5. There is an interesting difference to how bile is produced in humans and dogs. Humans will actually produce bile after they have eaten a meal. However, dogs will actually produce bile before they eat. This happens when they anticipate that they are about to get fed, for example we have a dog called Gertie that knows to the minute when she is going to be fed, 18:00 PM exactly. Any later and she starts to really let us know she wants some food! So it is possible that Gertie (like other dogs) will start to produce bile ready for her meal.
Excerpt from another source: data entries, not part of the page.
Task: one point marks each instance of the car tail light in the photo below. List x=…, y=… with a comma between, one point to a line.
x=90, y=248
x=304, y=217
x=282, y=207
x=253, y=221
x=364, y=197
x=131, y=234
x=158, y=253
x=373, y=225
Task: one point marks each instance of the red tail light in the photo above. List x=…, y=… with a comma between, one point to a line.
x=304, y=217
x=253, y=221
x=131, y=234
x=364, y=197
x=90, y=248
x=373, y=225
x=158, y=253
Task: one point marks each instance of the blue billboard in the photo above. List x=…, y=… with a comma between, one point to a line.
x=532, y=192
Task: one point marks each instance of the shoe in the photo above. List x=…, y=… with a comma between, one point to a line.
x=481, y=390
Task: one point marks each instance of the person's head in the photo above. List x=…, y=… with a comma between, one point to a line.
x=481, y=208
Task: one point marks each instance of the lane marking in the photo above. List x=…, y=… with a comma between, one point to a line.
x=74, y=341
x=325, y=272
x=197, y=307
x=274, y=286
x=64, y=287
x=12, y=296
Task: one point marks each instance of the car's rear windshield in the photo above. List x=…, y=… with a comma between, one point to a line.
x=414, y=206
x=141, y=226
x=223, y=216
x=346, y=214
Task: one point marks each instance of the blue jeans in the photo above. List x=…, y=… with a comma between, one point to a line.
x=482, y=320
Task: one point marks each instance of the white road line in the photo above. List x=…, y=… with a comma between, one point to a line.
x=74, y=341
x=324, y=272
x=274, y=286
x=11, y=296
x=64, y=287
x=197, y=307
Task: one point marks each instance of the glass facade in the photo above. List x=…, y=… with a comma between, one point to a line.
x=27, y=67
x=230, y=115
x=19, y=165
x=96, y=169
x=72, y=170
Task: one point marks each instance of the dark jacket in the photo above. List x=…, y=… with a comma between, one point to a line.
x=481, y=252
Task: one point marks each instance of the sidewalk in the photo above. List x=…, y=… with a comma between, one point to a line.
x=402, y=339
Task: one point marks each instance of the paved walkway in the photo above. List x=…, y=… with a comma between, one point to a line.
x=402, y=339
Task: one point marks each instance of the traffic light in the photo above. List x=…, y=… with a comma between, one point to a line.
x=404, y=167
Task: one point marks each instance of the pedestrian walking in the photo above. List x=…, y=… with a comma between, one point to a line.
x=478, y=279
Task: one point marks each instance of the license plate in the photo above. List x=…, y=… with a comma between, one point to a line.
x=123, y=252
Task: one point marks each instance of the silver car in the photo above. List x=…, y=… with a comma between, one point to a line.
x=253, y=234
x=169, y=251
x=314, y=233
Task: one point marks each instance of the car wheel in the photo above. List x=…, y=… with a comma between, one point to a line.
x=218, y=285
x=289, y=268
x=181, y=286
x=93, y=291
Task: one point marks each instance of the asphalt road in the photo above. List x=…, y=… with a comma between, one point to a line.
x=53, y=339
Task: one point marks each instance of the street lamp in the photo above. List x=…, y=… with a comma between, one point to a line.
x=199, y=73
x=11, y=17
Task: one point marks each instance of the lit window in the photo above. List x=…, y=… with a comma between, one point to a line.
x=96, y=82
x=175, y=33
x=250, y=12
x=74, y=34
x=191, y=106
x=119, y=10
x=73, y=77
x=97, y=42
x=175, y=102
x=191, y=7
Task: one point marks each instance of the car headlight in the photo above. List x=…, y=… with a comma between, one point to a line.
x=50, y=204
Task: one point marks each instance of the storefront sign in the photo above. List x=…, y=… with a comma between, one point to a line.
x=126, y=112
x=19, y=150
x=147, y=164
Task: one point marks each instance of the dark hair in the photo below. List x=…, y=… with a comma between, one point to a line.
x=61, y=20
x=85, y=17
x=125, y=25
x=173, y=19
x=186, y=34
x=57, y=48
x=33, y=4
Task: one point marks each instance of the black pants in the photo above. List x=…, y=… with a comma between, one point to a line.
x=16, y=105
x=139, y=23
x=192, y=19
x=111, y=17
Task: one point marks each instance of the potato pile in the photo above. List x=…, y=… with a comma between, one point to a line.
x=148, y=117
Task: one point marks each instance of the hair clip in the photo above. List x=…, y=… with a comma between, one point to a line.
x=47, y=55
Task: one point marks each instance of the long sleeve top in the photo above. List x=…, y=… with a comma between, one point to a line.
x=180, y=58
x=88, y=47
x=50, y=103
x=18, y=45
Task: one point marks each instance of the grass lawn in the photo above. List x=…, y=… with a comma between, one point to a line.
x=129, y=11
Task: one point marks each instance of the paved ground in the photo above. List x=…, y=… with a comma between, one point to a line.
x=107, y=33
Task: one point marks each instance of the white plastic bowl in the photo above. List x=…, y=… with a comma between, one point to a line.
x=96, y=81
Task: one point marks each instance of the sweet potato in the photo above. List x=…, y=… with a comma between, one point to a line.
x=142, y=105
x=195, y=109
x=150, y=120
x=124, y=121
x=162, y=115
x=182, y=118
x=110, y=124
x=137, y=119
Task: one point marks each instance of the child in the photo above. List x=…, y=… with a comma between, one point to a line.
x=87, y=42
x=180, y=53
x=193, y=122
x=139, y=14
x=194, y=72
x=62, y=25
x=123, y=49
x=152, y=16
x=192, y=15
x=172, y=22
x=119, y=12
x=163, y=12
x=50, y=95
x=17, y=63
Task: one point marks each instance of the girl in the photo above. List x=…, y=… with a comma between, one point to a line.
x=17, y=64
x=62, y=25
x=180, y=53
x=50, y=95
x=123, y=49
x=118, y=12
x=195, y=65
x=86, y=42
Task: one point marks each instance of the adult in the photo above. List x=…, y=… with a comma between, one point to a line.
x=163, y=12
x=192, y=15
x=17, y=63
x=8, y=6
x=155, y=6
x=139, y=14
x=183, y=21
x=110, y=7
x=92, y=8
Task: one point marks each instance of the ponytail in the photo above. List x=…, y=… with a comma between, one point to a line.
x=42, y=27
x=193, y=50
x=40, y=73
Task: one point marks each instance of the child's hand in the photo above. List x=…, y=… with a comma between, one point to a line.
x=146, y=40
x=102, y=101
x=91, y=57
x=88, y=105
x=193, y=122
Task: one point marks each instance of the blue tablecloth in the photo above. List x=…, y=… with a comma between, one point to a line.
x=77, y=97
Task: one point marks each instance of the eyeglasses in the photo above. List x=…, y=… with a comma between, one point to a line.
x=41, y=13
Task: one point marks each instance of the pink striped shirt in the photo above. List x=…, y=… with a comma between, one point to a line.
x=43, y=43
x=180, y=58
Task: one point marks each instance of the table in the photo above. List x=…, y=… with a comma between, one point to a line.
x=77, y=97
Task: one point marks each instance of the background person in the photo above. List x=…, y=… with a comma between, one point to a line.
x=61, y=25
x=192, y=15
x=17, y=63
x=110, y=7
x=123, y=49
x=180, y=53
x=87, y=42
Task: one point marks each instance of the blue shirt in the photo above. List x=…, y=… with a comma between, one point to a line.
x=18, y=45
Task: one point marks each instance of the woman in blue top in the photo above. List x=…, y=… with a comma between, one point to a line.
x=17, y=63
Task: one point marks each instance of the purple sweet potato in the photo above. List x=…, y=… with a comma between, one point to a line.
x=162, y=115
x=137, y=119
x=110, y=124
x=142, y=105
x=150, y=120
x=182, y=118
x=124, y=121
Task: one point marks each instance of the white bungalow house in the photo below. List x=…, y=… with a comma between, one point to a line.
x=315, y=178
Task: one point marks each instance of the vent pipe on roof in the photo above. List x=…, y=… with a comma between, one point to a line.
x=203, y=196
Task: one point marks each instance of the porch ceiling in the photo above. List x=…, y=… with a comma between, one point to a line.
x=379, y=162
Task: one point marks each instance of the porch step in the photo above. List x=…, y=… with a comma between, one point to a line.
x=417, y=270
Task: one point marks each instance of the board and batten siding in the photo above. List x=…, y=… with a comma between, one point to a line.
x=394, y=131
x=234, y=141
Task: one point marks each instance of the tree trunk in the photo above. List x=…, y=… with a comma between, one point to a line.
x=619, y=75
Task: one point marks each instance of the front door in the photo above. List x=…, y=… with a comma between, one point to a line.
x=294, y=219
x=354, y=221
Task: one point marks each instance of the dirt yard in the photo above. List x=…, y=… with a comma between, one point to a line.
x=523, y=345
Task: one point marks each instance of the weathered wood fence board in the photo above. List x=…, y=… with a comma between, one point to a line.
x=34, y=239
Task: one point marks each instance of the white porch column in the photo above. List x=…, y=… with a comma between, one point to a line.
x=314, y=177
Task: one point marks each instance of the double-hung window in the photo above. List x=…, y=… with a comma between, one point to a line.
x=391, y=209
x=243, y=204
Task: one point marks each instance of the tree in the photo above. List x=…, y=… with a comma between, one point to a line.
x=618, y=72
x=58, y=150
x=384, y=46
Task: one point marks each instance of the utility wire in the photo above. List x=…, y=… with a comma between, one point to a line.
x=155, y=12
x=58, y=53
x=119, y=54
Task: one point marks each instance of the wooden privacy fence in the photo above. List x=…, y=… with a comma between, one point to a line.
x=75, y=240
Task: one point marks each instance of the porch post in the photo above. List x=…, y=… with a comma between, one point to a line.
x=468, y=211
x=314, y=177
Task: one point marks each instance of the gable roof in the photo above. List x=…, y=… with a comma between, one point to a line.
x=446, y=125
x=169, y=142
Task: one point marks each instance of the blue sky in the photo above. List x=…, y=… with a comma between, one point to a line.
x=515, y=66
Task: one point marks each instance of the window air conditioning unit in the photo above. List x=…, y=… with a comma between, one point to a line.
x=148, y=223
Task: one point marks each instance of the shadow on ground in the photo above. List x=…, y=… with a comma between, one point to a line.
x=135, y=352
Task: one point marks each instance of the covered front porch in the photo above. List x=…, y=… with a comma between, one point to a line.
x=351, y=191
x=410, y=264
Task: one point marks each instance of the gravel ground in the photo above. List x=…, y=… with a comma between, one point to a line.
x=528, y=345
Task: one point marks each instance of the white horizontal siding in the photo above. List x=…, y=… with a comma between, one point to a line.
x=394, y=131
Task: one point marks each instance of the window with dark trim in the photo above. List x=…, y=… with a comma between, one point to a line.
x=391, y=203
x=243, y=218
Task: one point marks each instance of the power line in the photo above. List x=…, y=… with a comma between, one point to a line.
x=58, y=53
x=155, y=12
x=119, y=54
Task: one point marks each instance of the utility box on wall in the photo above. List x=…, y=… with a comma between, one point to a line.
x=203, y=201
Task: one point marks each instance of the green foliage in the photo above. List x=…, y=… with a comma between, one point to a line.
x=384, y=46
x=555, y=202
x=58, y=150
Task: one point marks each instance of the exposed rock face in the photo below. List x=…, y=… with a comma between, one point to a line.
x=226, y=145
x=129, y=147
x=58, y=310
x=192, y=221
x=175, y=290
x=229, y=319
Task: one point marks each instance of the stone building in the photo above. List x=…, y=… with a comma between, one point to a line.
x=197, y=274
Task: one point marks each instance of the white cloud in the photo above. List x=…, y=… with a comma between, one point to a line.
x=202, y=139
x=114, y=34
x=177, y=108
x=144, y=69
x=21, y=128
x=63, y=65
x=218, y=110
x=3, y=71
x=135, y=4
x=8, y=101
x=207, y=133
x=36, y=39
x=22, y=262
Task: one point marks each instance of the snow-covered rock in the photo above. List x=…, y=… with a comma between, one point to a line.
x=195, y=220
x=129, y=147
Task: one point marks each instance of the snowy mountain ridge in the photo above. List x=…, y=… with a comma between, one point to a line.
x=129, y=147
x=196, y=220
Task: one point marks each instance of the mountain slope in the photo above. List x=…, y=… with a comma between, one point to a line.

The problem develops (i.e. the bilious vomiting) when the food is not provided after this bile has been produced so the dog will need to get rid of any bile to stop it from burning the stomach and causing more problems (so it is vomited to avoid this problem). Luckily we always feed Gertie at the same time (18.00 PM) so we reduce the possibility of this happening.
5. Some foods can also lead to your dog vomiting bile especially foods that your dog is not used to or if you have changed your dog’s diet recently.
6. Another possible reason for a puppy or dog to start vomiting bile can be through irritable bowel syndrome. This is because it causes problems with gastric mobility.
How can I stop my dog from vomiting bile…? As previously mentioned you should always take your dog or puppy to the vet if you have any concerns mainly because it could be the symptoms of a more serious illness or condition. Assuming that you have spoken to your vet and more serious conditions have been ruled out, the treatment will normally consist of some of the following…
1. The vet may prescribe medication to alleviate some of the bile and acid build-up (Pepcid is a common medication for this problem).
2. As previously mentioned dogs that are hungry or have not been fed for long periods (i.e. in the morning and evening) can lead to bile accumulating (and then vomited). Therefore it may be recommended by the vet that the food is spread out throughout the day and fed in smaller portions.
3. Try to avoid suddenly changing your dog’s diet. Always get medical advice first as the vet may be able to look at your dog’s medical history to see if there any possible previous health problems that may be exacerbated by a change in diet.
4. Avoid feeding your dog food that can soak up moisture and expand in your dog’s stomach, dry kibble can be a cause of this.
5. Check that your dog does not have any food allergies as this can lead to your dog vomiting bile.